I had a problem with Derrida’s “The Gift of Death”. I’ve only read it once but I’m going to make another pass through it. He tackles “True Gift” by suggesting that death itself is outside of economy. He says that death can neither be given nor taken, that each death is to the person. One might delay another’s death but one can never face it for them or take it from them. It is a personal privilege and an experience that falls outside of all economy. And I was very impressed with that.

The obvious dilemma, the repayment of faith in the afterlife, is settled with a resurrection of Nietzsche. He basically ends with a wink and a question mark. I wasn’t impressed. But I could change my mind when I go back through.

What I was left with fell into two parts:

First: Death is not perceived as a gift, typically.

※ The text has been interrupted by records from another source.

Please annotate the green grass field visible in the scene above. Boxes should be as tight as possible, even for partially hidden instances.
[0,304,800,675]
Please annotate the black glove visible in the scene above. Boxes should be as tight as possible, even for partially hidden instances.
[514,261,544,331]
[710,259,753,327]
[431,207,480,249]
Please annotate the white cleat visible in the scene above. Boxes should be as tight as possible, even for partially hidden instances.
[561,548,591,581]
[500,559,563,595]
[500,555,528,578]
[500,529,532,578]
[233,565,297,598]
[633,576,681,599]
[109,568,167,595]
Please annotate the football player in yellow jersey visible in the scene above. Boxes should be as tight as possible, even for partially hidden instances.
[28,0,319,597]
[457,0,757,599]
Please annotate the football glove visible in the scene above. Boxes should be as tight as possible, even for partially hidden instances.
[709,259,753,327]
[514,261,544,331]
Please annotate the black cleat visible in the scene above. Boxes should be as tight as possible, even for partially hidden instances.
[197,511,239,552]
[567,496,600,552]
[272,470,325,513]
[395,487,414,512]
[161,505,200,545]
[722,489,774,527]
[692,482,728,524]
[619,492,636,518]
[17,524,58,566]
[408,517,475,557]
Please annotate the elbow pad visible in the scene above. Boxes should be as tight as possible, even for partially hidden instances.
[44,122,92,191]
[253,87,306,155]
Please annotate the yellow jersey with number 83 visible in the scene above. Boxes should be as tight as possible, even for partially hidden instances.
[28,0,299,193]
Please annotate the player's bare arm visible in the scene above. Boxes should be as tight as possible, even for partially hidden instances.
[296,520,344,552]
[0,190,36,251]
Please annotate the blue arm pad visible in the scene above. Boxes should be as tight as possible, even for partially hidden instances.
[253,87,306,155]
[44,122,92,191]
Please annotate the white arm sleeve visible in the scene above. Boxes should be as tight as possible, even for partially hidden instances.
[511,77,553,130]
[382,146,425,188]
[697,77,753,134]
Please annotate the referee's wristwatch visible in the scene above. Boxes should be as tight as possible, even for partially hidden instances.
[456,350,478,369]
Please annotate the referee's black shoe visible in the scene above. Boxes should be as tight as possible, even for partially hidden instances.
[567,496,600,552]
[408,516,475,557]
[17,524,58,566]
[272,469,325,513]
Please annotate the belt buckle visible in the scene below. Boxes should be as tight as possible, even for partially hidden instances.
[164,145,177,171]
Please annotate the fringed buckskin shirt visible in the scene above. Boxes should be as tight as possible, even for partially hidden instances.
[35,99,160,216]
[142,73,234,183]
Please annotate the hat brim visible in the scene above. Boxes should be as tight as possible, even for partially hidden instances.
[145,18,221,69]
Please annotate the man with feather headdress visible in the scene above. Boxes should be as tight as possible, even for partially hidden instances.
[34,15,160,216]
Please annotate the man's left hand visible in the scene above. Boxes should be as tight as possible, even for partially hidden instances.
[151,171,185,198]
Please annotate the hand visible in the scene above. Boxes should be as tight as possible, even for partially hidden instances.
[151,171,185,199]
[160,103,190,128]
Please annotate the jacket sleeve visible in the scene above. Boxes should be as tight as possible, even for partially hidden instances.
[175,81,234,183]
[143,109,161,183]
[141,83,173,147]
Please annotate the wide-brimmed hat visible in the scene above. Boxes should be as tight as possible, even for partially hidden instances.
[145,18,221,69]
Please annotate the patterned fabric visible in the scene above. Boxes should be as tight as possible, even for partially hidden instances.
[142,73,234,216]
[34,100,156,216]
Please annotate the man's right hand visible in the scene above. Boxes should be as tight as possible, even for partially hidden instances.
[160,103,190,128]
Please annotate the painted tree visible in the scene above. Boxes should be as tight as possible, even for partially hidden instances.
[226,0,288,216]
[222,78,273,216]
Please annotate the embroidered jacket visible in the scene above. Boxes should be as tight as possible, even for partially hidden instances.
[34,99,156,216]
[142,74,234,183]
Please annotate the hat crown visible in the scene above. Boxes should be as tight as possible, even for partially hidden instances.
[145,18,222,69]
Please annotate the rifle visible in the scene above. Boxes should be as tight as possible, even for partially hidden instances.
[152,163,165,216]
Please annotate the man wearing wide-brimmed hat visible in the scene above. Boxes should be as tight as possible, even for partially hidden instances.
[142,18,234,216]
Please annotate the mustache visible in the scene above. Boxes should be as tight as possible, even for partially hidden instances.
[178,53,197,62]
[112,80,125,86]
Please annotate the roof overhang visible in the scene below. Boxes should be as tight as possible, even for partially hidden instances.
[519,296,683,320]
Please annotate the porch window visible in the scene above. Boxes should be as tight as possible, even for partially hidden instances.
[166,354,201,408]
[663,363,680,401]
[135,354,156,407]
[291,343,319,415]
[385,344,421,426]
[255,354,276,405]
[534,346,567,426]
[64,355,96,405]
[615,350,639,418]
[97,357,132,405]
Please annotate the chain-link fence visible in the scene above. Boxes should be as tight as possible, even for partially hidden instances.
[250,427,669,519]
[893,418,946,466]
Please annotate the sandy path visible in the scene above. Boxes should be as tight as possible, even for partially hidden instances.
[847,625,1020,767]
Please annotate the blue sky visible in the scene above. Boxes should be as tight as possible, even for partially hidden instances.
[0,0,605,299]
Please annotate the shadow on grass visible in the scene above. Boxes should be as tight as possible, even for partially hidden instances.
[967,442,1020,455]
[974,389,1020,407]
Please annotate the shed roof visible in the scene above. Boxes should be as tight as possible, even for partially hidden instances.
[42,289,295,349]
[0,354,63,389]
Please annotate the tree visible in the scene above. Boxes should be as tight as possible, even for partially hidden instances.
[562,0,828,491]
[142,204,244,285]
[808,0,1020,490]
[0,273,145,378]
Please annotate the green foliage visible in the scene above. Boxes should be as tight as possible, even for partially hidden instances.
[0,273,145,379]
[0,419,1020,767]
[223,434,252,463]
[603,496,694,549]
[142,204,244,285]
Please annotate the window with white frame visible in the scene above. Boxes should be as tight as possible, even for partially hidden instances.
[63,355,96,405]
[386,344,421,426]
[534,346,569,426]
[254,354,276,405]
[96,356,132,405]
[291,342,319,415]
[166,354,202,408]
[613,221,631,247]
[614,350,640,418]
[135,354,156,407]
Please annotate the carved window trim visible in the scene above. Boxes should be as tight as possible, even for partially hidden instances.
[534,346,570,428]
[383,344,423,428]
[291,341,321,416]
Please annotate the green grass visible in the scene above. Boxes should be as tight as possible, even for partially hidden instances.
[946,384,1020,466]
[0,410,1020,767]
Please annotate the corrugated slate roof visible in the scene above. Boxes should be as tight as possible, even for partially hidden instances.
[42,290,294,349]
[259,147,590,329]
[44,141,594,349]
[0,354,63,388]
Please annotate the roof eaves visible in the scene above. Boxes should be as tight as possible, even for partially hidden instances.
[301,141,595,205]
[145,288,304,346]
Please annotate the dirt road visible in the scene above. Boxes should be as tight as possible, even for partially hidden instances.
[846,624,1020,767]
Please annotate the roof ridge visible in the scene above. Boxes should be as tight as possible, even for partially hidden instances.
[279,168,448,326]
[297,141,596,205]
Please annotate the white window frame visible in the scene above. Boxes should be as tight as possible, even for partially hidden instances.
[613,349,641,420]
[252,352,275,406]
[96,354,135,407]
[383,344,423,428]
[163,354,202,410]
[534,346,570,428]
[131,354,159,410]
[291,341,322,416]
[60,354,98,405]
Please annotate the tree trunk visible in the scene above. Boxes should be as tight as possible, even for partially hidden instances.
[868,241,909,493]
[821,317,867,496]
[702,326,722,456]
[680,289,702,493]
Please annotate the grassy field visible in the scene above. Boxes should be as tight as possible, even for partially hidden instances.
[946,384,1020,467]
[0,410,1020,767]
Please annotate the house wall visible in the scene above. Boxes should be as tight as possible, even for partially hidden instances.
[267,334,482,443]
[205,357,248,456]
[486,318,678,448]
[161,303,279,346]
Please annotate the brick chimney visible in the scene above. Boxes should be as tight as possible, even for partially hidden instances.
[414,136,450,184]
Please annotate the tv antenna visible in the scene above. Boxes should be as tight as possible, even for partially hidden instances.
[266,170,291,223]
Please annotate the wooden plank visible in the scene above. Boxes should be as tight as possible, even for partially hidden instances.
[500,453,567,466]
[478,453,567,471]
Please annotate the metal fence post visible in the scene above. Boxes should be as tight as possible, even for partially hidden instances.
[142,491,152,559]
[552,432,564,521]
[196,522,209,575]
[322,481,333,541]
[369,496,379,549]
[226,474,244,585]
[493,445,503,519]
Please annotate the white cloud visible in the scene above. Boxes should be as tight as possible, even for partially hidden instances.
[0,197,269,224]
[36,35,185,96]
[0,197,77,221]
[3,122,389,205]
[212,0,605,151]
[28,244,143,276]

Why? I’ve resolved myself to the belief that the mechanisms inherent to our survival, mechanisms that coat and contain events from our conscious, are vigorously at work when we think of death.

Second: If we were to unwrap death and attempt to define the contents as a gift then there is only one way that it could be described. That death is the gift of the human’s relationship to time. That is to say that my perception of being has no relevance without an end.

The gift death delivers is a realization of the ephemeral nature of our being and, when we are in the right mind, an ability to truly appreciate the state of being alive. And it doesn't cost a penny.